Assign [array of byte] to a Variant with no Unicode conversion - delphi

Consider the following code snippet (in Delphi XE2):
function PrepData(StrVal: string; Base64Val: AnsiString): OleVariant;
begin
Result := VarArrayCreate([0, 1], varVariant);
Result[0] := StrVal;
Result[1] := Base64Val;
end;
Base64Val is a binary value encoded as Base64 (so no null bytes). The (OleVariant) Result is automatically marshalled and sent between a client app and a DataSnap server.
When I capture the traffic with Wireshark, I see that both StrVal and Base64Val are transferred as Unicode strings. If I can, I would like to avoid the Unicode conversion for Base64Val. I've looked at all the Variant types and don't see anything other than varString that can transfer an array of characters.
I found this question that shows how to create a variant array of bytes. I'm thinking that I could use this technique instead of using an AnsiString. I'm curious though, is there another way to assign an array of non-Unicode character data to a Variant without a conversion to a Unicode string?

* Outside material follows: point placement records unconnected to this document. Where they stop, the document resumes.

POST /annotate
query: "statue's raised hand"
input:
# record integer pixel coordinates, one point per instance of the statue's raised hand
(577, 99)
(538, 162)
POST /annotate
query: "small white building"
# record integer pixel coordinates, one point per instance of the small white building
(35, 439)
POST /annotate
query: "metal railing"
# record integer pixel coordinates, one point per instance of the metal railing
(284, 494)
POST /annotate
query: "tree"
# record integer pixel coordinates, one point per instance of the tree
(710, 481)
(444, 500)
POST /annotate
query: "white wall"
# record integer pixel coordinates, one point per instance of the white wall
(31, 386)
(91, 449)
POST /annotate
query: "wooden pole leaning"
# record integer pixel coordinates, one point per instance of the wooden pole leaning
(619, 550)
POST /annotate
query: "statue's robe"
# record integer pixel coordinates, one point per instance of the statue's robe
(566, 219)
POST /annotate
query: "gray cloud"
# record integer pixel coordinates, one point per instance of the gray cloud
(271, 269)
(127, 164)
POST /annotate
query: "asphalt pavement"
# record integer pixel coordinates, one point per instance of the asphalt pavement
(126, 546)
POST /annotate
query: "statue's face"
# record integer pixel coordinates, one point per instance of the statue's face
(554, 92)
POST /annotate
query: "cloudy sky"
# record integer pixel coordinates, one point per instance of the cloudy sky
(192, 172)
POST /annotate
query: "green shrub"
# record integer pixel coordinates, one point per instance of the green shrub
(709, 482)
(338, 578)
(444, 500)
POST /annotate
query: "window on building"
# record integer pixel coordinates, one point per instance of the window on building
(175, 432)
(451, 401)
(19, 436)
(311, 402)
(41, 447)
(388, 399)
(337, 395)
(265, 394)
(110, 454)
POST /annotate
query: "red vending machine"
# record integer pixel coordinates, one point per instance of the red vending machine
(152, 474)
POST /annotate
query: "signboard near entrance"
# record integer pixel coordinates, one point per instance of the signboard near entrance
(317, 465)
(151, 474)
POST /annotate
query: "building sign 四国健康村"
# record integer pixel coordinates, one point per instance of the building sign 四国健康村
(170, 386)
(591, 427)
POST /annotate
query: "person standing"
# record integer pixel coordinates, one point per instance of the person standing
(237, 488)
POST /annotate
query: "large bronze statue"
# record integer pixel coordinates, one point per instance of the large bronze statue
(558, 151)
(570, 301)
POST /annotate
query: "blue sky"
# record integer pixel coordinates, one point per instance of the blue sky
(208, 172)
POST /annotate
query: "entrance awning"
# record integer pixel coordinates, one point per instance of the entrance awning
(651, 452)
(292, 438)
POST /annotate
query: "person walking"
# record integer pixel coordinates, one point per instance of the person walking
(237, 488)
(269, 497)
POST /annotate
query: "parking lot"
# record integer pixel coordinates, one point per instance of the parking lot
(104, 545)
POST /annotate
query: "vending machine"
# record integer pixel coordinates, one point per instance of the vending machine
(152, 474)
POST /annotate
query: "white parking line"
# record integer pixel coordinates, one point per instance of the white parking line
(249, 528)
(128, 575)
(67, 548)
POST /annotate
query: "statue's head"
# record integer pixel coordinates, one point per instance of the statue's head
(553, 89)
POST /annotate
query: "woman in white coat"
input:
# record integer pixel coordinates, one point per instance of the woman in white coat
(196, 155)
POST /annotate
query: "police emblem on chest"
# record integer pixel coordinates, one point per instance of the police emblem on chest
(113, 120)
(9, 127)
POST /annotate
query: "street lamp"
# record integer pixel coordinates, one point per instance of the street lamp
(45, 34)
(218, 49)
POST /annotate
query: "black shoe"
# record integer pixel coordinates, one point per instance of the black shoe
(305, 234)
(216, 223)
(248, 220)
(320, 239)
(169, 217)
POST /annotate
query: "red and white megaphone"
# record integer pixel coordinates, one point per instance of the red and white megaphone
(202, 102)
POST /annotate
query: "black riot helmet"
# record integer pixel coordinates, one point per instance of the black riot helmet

Delphi's implementation supports storing AnsiString and UnicodeString in a Variant, using custom variant type codes. These codes are varString and varUString.
But interop will typically use standard OLE variants and the OLE string, varOleStr, is 16 bit encoded. That would seem to be the reason for your observation.
You'll need to put the data in as an array of bytes if you do wish to avoid a conversion to 16 bit text. Doing so renders base64 encoding pointless. Stop base64 encoding the payload and send the binary in a byte array.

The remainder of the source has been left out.